Although it’s been a mere three weeks since last I posted, this is long enough for a man my age, 118. The chances of my dying suddenly are, after all, much greater than if I were a young whippersnapper of, say, seventy. So I can understand if you and others of my readers become worried if too much time passes before you see a new posting on this site.
If you do in fact become worried I find this touching because you’re the only ones who would worry. No-one else would, because I have no longer Friends nor Family – well, as far as I know. The last friends I had were my men, Mikey Squeaky and Freddy, who I left behind in Mexico because I could no longer abide them. They could now be in jail or even dead. Even should they not be dead and they heard that I was, I doubt if they’d shed a tear, for I think they could no more abide me than I them.

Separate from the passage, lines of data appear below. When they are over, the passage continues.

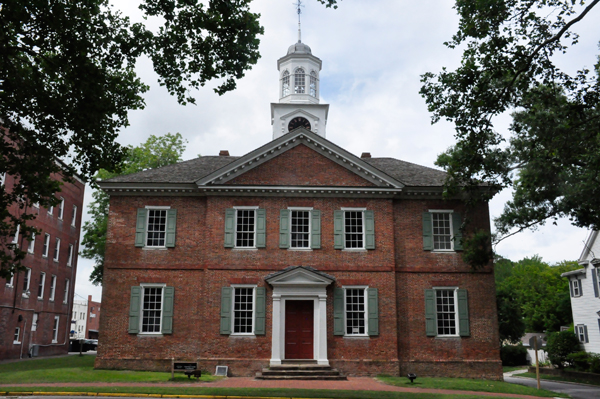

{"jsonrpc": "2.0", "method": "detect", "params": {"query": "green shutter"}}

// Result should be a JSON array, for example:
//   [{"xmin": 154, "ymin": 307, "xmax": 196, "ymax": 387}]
[
  {"xmin": 224, "ymin": 209, "xmax": 235, "ymax": 248},
  {"xmin": 367, "ymin": 288, "xmax": 379, "ymax": 336},
  {"xmin": 220, "ymin": 287, "xmax": 232, "ymax": 334},
  {"xmin": 457, "ymin": 289, "xmax": 470, "ymax": 337},
  {"xmin": 425, "ymin": 289, "xmax": 436, "ymax": 336},
  {"xmin": 162, "ymin": 286, "xmax": 174, "ymax": 334},
  {"xmin": 135, "ymin": 209, "xmax": 147, "ymax": 247},
  {"xmin": 165, "ymin": 209, "xmax": 177, "ymax": 248},
  {"xmin": 311, "ymin": 210, "xmax": 321, "ymax": 249},
  {"xmin": 279, "ymin": 209, "xmax": 290, "ymax": 249},
  {"xmin": 333, "ymin": 287, "xmax": 344, "ymax": 335},
  {"xmin": 128, "ymin": 286, "xmax": 142, "ymax": 334},
  {"xmin": 452, "ymin": 213, "xmax": 463, "ymax": 251},
  {"xmin": 334, "ymin": 210, "xmax": 344, "ymax": 249},
  {"xmin": 422, "ymin": 212, "xmax": 432, "ymax": 251},
  {"xmin": 256, "ymin": 209, "xmax": 266, "ymax": 248},
  {"xmin": 365, "ymin": 210, "xmax": 375, "ymax": 249},
  {"xmin": 255, "ymin": 287, "xmax": 266, "ymax": 335}
]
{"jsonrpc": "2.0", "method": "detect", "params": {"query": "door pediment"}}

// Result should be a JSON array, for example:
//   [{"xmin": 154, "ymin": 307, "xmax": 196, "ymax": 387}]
[{"xmin": 265, "ymin": 266, "xmax": 335, "ymax": 288}]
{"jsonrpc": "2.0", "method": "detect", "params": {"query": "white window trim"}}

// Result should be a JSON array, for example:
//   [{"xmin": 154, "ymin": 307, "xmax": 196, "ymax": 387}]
[
  {"xmin": 63, "ymin": 279, "xmax": 69, "ymax": 304},
  {"xmin": 67, "ymin": 244, "xmax": 74, "ymax": 267},
  {"xmin": 6, "ymin": 274, "xmax": 14, "ymax": 287},
  {"xmin": 429, "ymin": 209, "xmax": 455, "ymax": 252},
  {"xmin": 52, "ymin": 316, "xmax": 60, "ymax": 343},
  {"xmin": 48, "ymin": 205, "xmax": 53, "ymax": 215},
  {"xmin": 32, "ymin": 313, "xmax": 39, "ymax": 332},
  {"xmin": 143, "ymin": 206, "xmax": 171, "ymax": 249},
  {"xmin": 231, "ymin": 284, "xmax": 257, "ymax": 336},
  {"xmin": 341, "ymin": 207, "xmax": 366, "ymax": 251},
  {"xmin": 432, "ymin": 286, "xmax": 460, "ymax": 337},
  {"xmin": 54, "ymin": 238, "xmax": 61, "ymax": 262},
  {"xmin": 139, "ymin": 283, "xmax": 166, "ymax": 335},
  {"xmin": 58, "ymin": 197, "xmax": 64, "ymax": 220},
  {"xmin": 38, "ymin": 272, "xmax": 46, "ymax": 299},
  {"xmin": 22, "ymin": 268, "xmax": 31, "ymax": 298},
  {"xmin": 343, "ymin": 285, "xmax": 369, "ymax": 337},
  {"xmin": 233, "ymin": 206, "xmax": 259, "ymax": 249},
  {"xmin": 49, "ymin": 275, "xmax": 56, "ymax": 301},
  {"xmin": 28, "ymin": 233, "xmax": 35, "ymax": 254},
  {"xmin": 13, "ymin": 327, "xmax": 21, "ymax": 344},
  {"xmin": 288, "ymin": 207, "xmax": 312, "ymax": 250},
  {"xmin": 71, "ymin": 205, "xmax": 77, "ymax": 227},
  {"xmin": 573, "ymin": 279, "xmax": 581, "ymax": 297},
  {"xmin": 576, "ymin": 324, "xmax": 586, "ymax": 343},
  {"xmin": 12, "ymin": 224, "xmax": 20, "ymax": 246},
  {"xmin": 43, "ymin": 233, "xmax": 50, "ymax": 257}
]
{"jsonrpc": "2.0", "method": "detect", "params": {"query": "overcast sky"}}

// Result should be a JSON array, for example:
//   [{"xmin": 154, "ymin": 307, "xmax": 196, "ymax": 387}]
[{"xmin": 73, "ymin": 0, "xmax": 600, "ymax": 302}]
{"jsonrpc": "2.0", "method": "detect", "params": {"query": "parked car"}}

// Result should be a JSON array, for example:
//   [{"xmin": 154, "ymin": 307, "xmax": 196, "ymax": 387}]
[{"xmin": 70, "ymin": 339, "xmax": 98, "ymax": 352}]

The thing was, they felt it humiliating have as a leader a man (me) who was so much older than them, a man seventy years older – a man they couldn’t defeat in a bout of fisticuffs, although they tried many times in order to displace me.
Looking at it now from their point of view, I can see how humiliated they must have felt. Perhaps you may see this too. If not, and if you’re a fifty year old man, and you have as a next door neighbour a man of over 100 whose dog keeps digging up your flower beds, and you go over to complain to him, and he takes umbrage and beats you up, would you not feel humiliated, especially if your wife were watching? You would ever after be sleeping alone at nights on your living-room couch, I’ll bet.
As for Family, most men, if they’re over 100 as I am, have lots of descendents to mourn them by the time they Cross Over. I, on the other hand, had only one child – a son, Albert – who was attracted not to young women but to young men, so he left behind no progeny. And I had a wife, Gladys, who was attracted more to other women than to me. So my opportunities to father more than one child with her were almost miniscule.
Seeing as I’ve slept with many women over my very long life, it’s entirely possible I do have progeny somewhere. However, it’s as though I don’t because I don’t know who they are and they, if they exist, don’t know who I am. So they won’t be weeping when my time comes to Cross Over. And Gladys and Albert won’t be weeping either because they Crossed Over long ago.
As long as I’m alive it’s always possible I could make new friends here on the Pacific Rain Coast where I’ve found refuge from policemen who may still be looking for me. However, I must always be wary of making new friends because they could be undercover policemen or policewomen. This aside, the older I get the less I seem to have in common with anyone. The “Generation Gap” may be why.
It seems, then, I’m destined to have no-one weeping for me when I Cross Over. However, I’ve not entirely lost hope it’ll be otherwise.